Departments of Biochemistry and Physics, Stanford University, Stanford, California, United States of America.
PLoS One. 2013 Oct 21;8(10):e74830. doi: 10.1371/journal.pone.0074830. eCollection 2013.
Consistently predicting biopolymer structure at atomic resolution from sequence alone remains a difficult problem, even for small sub-segments of large proteins.

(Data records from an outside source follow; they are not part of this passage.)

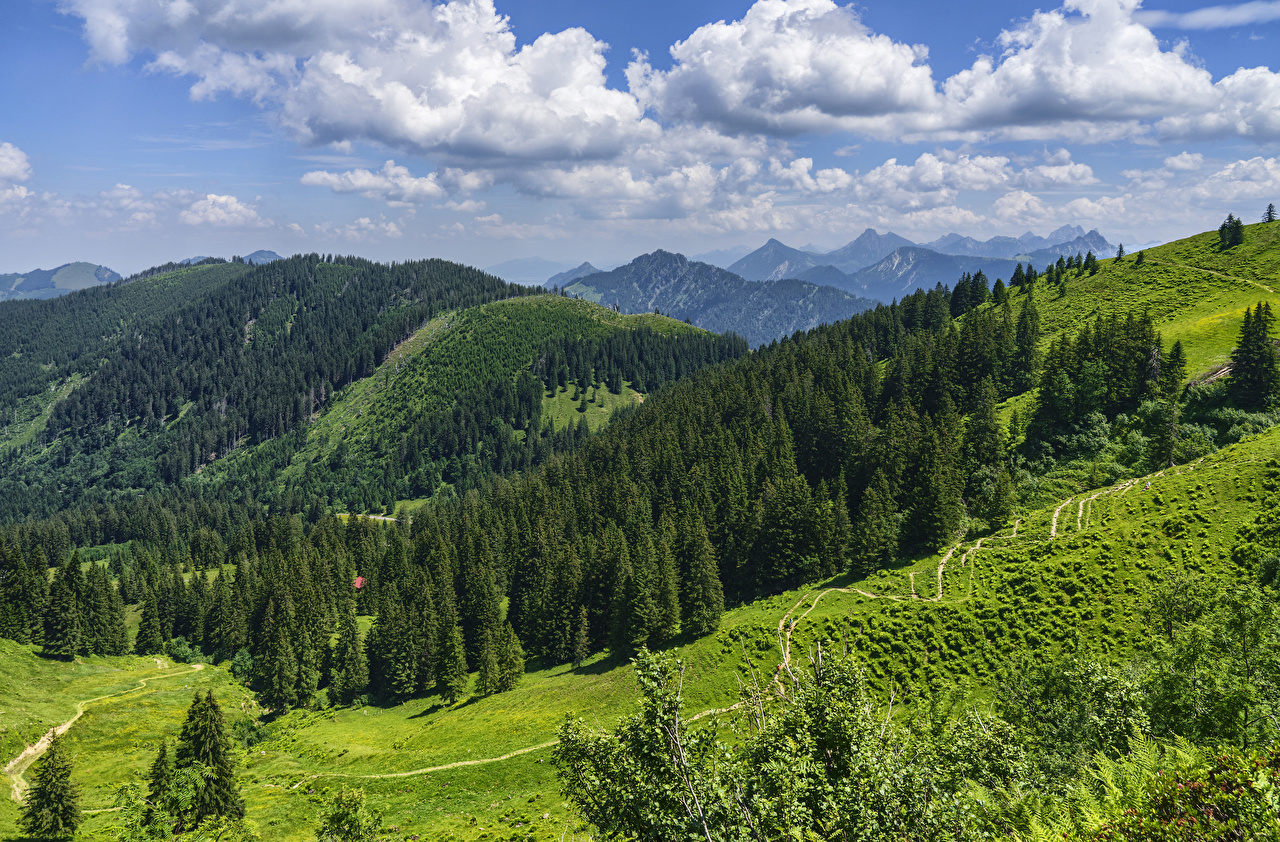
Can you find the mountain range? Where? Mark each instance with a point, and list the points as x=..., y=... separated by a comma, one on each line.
x=714, y=298
x=886, y=266
x=51, y=283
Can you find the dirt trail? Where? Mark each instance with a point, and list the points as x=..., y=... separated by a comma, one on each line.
x=1210, y=271
x=32, y=753
x=458, y=764
x=1052, y=529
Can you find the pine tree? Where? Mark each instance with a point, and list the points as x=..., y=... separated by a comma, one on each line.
x=583, y=639
x=453, y=666
x=511, y=660
x=150, y=640
x=204, y=740
x=350, y=664
x=51, y=806
x=159, y=774
x=704, y=595
x=64, y=636
x=667, y=591
x=877, y=527
x=1255, y=380
x=1173, y=371
x=487, y=666
x=275, y=667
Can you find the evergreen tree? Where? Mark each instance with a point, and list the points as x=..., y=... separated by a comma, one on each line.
x=511, y=659
x=1173, y=371
x=204, y=740
x=704, y=595
x=1025, y=362
x=160, y=774
x=51, y=806
x=667, y=590
x=150, y=640
x=275, y=667
x=1255, y=380
x=453, y=666
x=876, y=534
x=64, y=635
x=350, y=664
x=487, y=666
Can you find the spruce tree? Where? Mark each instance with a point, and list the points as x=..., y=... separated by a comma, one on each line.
x=160, y=774
x=1255, y=380
x=350, y=664
x=487, y=667
x=63, y=631
x=453, y=664
x=275, y=667
x=877, y=527
x=1173, y=371
x=150, y=640
x=704, y=595
x=51, y=806
x=204, y=740
x=583, y=639
x=511, y=659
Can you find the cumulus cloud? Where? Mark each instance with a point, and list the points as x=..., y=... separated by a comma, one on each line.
x=222, y=211
x=364, y=229
x=392, y=184
x=444, y=78
x=786, y=68
x=1212, y=17
x=14, y=165
x=1256, y=178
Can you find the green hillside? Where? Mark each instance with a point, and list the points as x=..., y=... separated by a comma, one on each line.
x=51, y=283
x=440, y=384
x=1194, y=291
x=1028, y=603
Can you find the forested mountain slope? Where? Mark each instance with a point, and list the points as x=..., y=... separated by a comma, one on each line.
x=867, y=458
x=1077, y=585
x=245, y=361
x=471, y=393
x=717, y=300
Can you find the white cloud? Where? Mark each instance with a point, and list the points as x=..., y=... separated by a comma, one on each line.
x=392, y=184
x=364, y=229
x=1257, y=178
x=932, y=179
x=433, y=78
x=786, y=68
x=222, y=211
x=14, y=165
x=1212, y=17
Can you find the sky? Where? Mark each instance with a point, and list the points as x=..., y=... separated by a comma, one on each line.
x=135, y=132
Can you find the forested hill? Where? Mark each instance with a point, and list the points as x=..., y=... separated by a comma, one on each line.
x=219, y=357
x=718, y=300
x=490, y=389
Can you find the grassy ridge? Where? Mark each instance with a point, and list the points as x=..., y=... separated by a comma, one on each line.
x=1028, y=593
x=1194, y=291
x=1074, y=575
x=449, y=353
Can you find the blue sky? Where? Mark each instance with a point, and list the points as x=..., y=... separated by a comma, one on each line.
x=141, y=131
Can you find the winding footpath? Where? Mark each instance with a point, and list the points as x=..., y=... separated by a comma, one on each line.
x=18, y=765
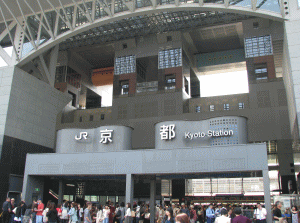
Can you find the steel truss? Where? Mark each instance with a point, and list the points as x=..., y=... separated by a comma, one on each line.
x=28, y=33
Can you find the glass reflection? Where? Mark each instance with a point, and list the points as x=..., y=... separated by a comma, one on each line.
x=271, y=5
x=214, y=1
x=244, y=3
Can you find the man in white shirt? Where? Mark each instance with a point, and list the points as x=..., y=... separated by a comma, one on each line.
x=260, y=214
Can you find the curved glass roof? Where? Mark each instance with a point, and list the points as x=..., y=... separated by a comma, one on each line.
x=151, y=24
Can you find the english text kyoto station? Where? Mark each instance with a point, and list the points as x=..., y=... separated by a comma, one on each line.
x=150, y=101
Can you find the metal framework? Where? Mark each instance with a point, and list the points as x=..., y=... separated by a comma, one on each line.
x=33, y=27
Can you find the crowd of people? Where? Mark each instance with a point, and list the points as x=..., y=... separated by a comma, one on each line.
x=71, y=212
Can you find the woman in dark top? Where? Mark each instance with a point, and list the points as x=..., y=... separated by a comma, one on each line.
x=28, y=214
x=169, y=216
x=277, y=212
x=147, y=214
x=17, y=217
x=52, y=214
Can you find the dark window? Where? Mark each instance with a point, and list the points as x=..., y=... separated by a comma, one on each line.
x=124, y=87
x=170, y=81
x=226, y=107
x=73, y=98
x=241, y=105
x=261, y=71
x=186, y=85
x=255, y=25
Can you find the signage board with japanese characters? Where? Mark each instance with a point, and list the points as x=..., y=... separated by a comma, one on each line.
x=102, y=139
x=218, y=131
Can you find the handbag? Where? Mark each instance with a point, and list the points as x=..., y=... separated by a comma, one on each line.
x=133, y=214
x=147, y=215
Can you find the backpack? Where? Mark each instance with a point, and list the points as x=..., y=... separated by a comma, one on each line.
x=118, y=214
x=192, y=215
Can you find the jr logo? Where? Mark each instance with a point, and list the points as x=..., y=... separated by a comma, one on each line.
x=82, y=135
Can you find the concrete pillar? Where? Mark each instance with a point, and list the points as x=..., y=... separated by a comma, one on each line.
x=267, y=195
x=152, y=200
x=60, y=192
x=129, y=189
x=30, y=184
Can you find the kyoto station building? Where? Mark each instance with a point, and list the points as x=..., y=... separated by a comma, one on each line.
x=194, y=101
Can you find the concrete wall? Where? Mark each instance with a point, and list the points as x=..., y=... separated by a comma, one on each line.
x=89, y=140
x=32, y=110
x=6, y=77
x=291, y=68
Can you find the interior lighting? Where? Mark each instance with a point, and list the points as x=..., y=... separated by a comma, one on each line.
x=224, y=84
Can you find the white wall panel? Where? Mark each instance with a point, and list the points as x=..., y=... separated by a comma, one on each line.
x=32, y=110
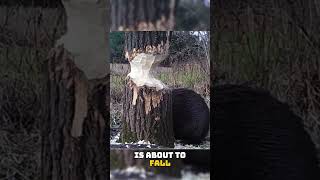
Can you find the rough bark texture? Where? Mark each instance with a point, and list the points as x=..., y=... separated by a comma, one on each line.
x=146, y=42
x=147, y=115
x=73, y=143
x=143, y=15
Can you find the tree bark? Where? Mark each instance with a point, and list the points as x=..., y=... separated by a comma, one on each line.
x=147, y=106
x=143, y=15
x=147, y=115
x=73, y=135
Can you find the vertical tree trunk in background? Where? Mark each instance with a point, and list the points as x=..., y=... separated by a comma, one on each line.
x=141, y=15
x=147, y=104
x=73, y=135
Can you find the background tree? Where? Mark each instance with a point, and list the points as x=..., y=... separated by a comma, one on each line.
x=143, y=15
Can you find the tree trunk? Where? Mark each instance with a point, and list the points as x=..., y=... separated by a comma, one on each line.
x=143, y=15
x=147, y=115
x=147, y=104
x=73, y=135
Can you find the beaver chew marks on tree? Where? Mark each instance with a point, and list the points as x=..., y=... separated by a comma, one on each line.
x=147, y=105
x=143, y=15
x=74, y=133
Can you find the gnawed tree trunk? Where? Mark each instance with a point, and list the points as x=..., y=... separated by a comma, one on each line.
x=143, y=15
x=147, y=106
x=74, y=144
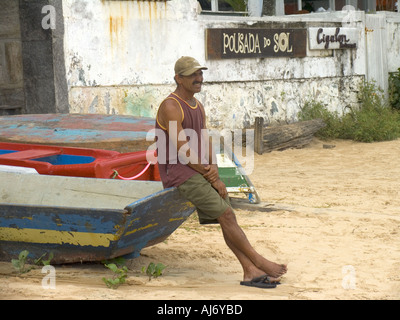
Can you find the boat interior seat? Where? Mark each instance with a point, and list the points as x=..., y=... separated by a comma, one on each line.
x=30, y=154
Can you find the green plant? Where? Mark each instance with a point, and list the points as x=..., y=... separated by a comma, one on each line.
x=44, y=262
x=154, y=270
x=394, y=90
x=316, y=110
x=119, y=276
x=19, y=264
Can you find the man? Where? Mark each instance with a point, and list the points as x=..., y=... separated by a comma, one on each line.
x=189, y=167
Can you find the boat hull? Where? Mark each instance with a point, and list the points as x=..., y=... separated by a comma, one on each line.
x=78, y=233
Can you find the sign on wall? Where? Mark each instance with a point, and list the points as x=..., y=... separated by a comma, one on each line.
x=255, y=43
x=332, y=38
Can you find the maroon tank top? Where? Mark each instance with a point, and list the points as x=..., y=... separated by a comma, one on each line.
x=172, y=171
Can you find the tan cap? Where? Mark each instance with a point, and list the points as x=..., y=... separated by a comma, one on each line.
x=186, y=66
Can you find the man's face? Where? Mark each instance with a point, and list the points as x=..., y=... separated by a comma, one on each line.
x=192, y=83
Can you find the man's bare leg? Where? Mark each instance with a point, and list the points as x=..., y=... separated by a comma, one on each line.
x=251, y=261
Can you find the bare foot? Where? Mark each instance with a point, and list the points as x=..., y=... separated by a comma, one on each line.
x=254, y=273
x=273, y=269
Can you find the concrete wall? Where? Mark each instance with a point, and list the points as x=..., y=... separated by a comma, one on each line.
x=119, y=58
x=11, y=71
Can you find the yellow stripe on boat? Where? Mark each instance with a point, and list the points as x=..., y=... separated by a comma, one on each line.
x=57, y=237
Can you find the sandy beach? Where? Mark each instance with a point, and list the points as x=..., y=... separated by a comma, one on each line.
x=334, y=219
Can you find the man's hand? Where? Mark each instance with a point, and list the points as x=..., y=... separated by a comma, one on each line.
x=221, y=188
x=212, y=173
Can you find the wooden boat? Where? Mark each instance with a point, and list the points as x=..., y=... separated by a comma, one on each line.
x=79, y=162
x=119, y=133
x=84, y=219
x=112, y=132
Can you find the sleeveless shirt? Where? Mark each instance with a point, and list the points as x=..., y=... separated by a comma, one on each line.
x=172, y=171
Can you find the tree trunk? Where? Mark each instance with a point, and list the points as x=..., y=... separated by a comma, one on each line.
x=295, y=135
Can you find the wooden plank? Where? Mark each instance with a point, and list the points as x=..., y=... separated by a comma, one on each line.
x=111, y=132
x=30, y=154
x=59, y=191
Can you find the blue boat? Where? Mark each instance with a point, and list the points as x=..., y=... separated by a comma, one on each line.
x=84, y=219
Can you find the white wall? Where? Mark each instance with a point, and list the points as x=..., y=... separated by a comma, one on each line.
x=120, y=57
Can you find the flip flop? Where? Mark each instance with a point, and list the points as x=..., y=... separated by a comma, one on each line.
x=263, y=282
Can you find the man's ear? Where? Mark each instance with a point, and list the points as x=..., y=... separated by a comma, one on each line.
x=177, y=79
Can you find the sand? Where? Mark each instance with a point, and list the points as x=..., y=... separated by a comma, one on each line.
x=334, y=220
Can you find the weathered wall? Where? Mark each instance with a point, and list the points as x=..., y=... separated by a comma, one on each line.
x=120, y=57
x=11, y=72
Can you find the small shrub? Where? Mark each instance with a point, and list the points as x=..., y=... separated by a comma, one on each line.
x=394, y=90
x=154, y=270
x=119, y=276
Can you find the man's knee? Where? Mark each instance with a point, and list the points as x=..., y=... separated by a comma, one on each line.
x=227, y=217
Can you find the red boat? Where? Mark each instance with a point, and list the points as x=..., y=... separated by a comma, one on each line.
x=79, y=162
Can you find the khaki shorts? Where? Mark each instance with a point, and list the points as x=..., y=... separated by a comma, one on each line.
x=209, y=204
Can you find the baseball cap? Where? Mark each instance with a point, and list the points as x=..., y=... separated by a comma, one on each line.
x=186, y=66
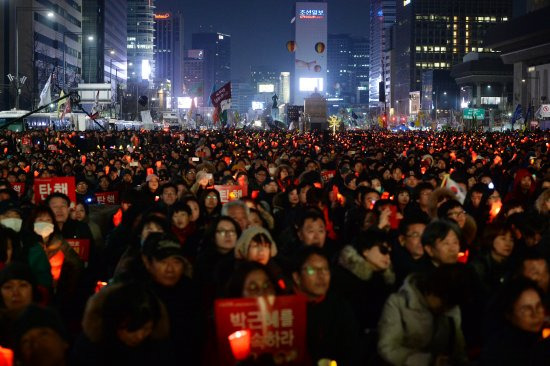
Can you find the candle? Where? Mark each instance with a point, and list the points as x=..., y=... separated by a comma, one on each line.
x=240, y=344
x=6, y=357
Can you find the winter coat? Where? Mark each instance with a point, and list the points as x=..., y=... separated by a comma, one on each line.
x=410, y=334
x=355, y=280
x=95, y=347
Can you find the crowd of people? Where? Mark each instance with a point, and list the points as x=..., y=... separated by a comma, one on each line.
x=412, y=248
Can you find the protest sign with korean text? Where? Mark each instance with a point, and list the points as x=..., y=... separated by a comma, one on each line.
x=277, y=326
x=107, y=198
x=43, y=187
x=231, y=193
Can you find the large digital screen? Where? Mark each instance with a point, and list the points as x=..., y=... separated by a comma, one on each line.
x=311, y=84
x=266, y=88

Such loop prediction challenges, which arise frequently in comparative modeling and protein design, can become intractable as loop lengths exceed 10 residues and if surrounding side-chain conformations are erased. Current approaches, such as the protein local optimization protocol or kinematic inversion closure (KIC) Monte Carlo, involve stages that coarse-grain proteins, simplifying modeling but precluding a systematic search of all-atom configurations. This article introduces an alternative modeling strategy based on a 'stepwise ansatz', recently developed for RNA modeling, which posits that any realistic all-atom molecular conformation can be built up by residue-by-residue stepwise enumeration. When harnessed to a dynamic-programming-like recursion in the Rosetta framework, the resulting stepwise assembly (SWA) protocol enables enumerative sampling of a 12 residue loop at a significant but achievable cost of thousands of CPU-hours. In a previously established benchmark, SWA recovers crystallographic conformations with sub-Angstrom accuracy for 19 of 20 loops, compared to 14 of 20 by KIC modeling with a comparable expenditure of computational power. Furthermore, SWA gives high accuracy results on an additional set of 15 loops highlighted in the biological literature for their irregularity or unusual length. Successes include cis-Pro touch turns, loops that pass through tunnels of other side-chains, and loops of lengths up to 24 residues. Remaining problem cases are traced to inaccuracies in the Rosetta all-atom energy function. In five additional blind tests, SWA achieves sub-Angstrom accuracy models, including the first such success in a protein/RNA binding interface, the YbxF/kink-turn interaction in the fourth 'RNA-puzzle' competition. These results establish all-atom enumeration as an unusually systematic approach to ab initio protein structure modeling that can leverage high performance computing and physically realistic energy functions to more consistently achieve atomic accuracy.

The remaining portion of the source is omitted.